08/28/2013 05:10 pm ET Updated Oct 28, 2013

Why His Dream Has Not Come True

Today we celebrate the 50th anniversary of the March on Washington for Jobs and Freedom. On August 28, 1963, more than 200,000 people gathered on the National Mall, along with the millions more who watched on television, to hear the Rev. Martin Luther King Jr. deliver his "I Have a Dream" speech. Yet 50 years later, our country remains tragically divided.

Perhaps, the election of our first Black president tells the world that quantum leaps have been made by us to close the racial divide. But as a civil rights attorney in Florida for more than 20 years, I continue to see very little change in the number of African-American lawyers, judges, and jurors.

For example, according to the 2012 United States Census, Miami-Dade has an African-American population of nearly 20 percent. Yet, currently there are no African-American judges sitting in the family division of Miami's 11th Judicial Circuit; only three out of 28 judges are African-American on the civil circuit court bench. And according to the Florida Bar, as of 2007, only 6.7 percent of the 990 judges in Florida are African-American.

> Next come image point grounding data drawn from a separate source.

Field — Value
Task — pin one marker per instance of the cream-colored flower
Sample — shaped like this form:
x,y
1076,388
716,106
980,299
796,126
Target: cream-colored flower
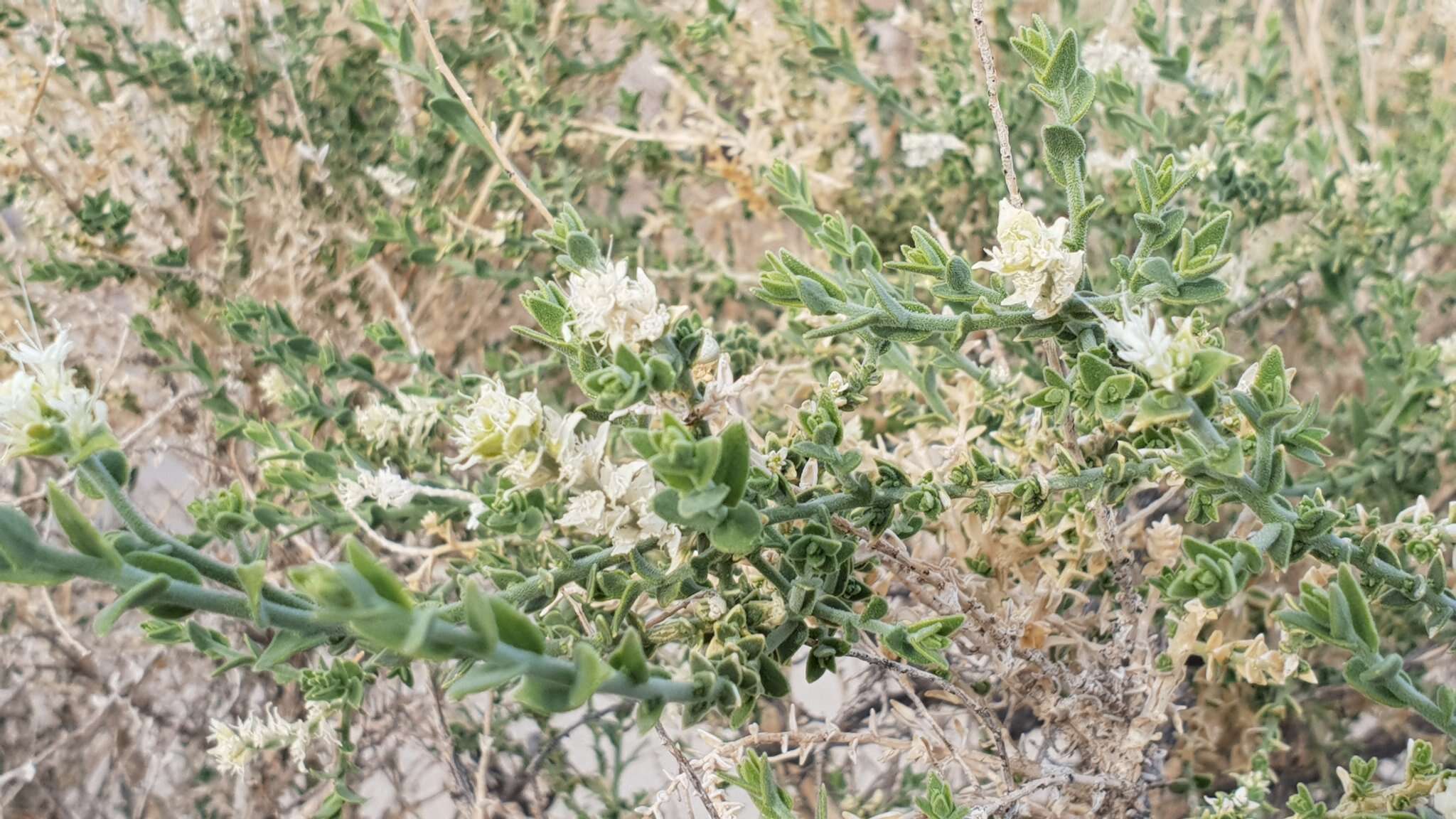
x,y
615,500
1164,542
1042,272
274,387
1145,341
615,308
928,149
497,424
385,486
1136,62
408,424
40,400
236,746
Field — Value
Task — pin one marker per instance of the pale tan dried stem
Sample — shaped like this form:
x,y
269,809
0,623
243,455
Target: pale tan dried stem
x,y
983,44
488,132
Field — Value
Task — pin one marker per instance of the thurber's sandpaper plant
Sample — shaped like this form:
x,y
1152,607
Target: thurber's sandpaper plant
x,y
1085,430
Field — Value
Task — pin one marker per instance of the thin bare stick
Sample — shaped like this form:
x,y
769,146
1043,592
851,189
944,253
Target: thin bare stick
x,y
488,132
687,771
983,44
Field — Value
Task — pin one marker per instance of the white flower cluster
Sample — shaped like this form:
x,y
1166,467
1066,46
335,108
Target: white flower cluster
x,y
397,184
1103,54
615,499
615,308
40,398
1043,273
235,746
389,488
392,490
539,446
408,424
1145,341
497,424
276,388
922,151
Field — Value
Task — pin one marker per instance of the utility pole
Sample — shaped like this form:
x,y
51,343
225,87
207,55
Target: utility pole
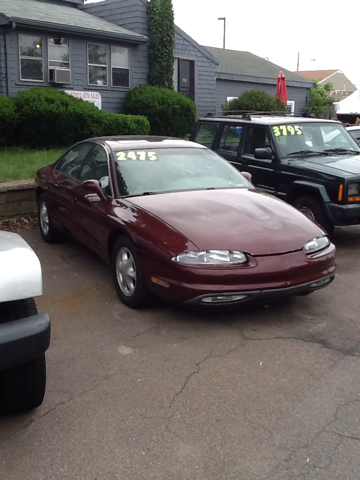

I have employed Black lawyers before; currently no one on my staff is Black. One reason may be that so few law students and lawyers are Black. This may be because Florida's overcrowded law schools are failing to admit Black students. In 2004-2005, the overall population in Florida law schools was 6,605, and only 8.75 percent were African-American.

One notable exception is Florida's newest law school, Florida A&M University College of Law, with an enrollment of 45.9 percent African-American full-time students, and 33.9 percent Black part-time students in 2005-2006. But that school graduated its first class in 2005. The scarcity of Black law students elsewhere may reflect the reversal of hard-won segregation laws that have affected our public schools. The UCLA Civil Rights Project recently reported that Black students today are just as segregated from White students as they were during Reverend King's speech, and that one out of every six Black students attends a high-poverty, or a de facto "apartheid school," with no white students, fewer resources, and under-qualified teachers.

Fewer Black law students graduating from law schools result in fewer Black lawyers. According to the 2006 Florida Bar fee statement, of the nearly 55,000 lawyers licensed in Florida, only 1,767 are Black. And in a recent survey by Economics and Law Office Management, only three percent of lawyers in our country are African-American.

Currently my law firm is not representing a single Black client in a cruise ship accident, theme park incident, or medical malpractice case. Is it by design, or are fewer Black people going on cruises, visiting Walt Disney World, or having artificial hips implanted?

Rarely do I try a personal injury or medical malpractice trial when an African-American juror is not stricken by the defense, often under a ridiculous pretext because of some purported myth that Black jurors are more likely to award bigger verdicts to victims.

As lawyers we are responsible for being the catalysts for justice. For Reverend's King's dream to come true, we as a society need to start by motivating and helping more people of color to become lawyers. Lawyers today can do something, such as participating in events like the Miami-Dade Commission on Ethics and Public Trust's Ethical Governance Day on October 22, 2013. The event gives lawyers an opportunity to speak to public high school seniors about the law, public service, justice and ethics; and hopefully inspire the change Reverend King spoke of -- one day and one person at a time.